Minister of Indigenous Affairs Greg Rickford, June 15, 2021. (via YouTube)

Ontario’s Minister of Indigenous Affairs is excited about a new partnership that could mean more business opportunities for Caldwell First Nation and other Indigenous communities in Southwestern Ontario.

It’s called the Three Fires First Nations Ontario-Southwestern Ontario Infrastructure and Economic Opportunities Table, a mouthful, but one that promises growth for Indigenous-operated businesses, starting with the new EV battery plant in Windsor.

Greg Rickford said Caldwell First Nation, the Kettle and Stoney Point First Nation, and the Three Fires Group approached the government with a proposal to explore ways to build the supply chain and tap green energy projects for Windsor’s new plant.

“As the supply chain evolves, Indigenous businesses can grow with it,” said Rickford. “If they’re in on the front end of this, we feel like it’s a great conduit for Indigenous businesses, small and large, to be involved in the supply chain.”

He couldn’t say how many jobs would result. That will be up to the table, but already it’s growing. Rickford said the City of Windsor and Stellantis will join it soon.

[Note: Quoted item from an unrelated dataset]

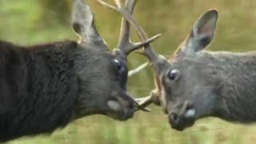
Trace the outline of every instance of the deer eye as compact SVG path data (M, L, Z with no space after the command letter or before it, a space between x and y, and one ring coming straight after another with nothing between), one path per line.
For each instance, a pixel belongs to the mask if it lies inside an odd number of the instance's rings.
M174 69L168 72L168 78L169 79L174 81L177 78L178 75L179 70L177 69Z
M118 71L121 71L122 70L122 63L118 60L118 59L114 59L114 62L115 63L115 66L116 66L116 68Z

It doesn’t stop with the EV Battery Plant either. Rickford said it could become a template for other global investments.

“Stellantis is really just a part of the exciting opportunities for Windsor and Southwestern Ontario — how we ensure communities can benefit by working together and attracting global partners,” he explained. “It’s the way of the future.”

Kettle & Stony Point First Nation Chief Jason Henry at a provincial funding announcement in Watford. 14 August 2020. ( photo by Colin Gowdy)

Kettle & Stony Point First Nation Chief Jason Henry at a provincial funding announcement in Watford. 14 August 2020. ( photo by Colin Gowdy)

Caldwell First Nation Chief Mary Duckworth said, “we are ready to move at the speed of business.” Kettle and Stoney Point Chief Jason Henry described it as a “sea change.” He believes it will mean economic sovereignty for the Indigenous.

“Not requiring money from any other sources, but the sources that we can grow ourselves by partnerships like this,” he said. “By having tables like this where we can set the tone and set the pace for development in our region.”

Historically, First Nations, Inuit, and Metis have complained governments ignore their concerns. Rickford said his government is excited to hear the table’s recommendations, and has already recognized the importance of Indigenous input and participation.

“The guarantee is that not only will we continue to fulfil our duty to consult, but moving beyond that, to fulfil a promise that building Ontario means prosperity for all of our communities, and importantly for Indigenous communities,” he promised.

The EV battery plant in Windsor could create 2,500 direct jobs along with thousands of spin-off positions in the region.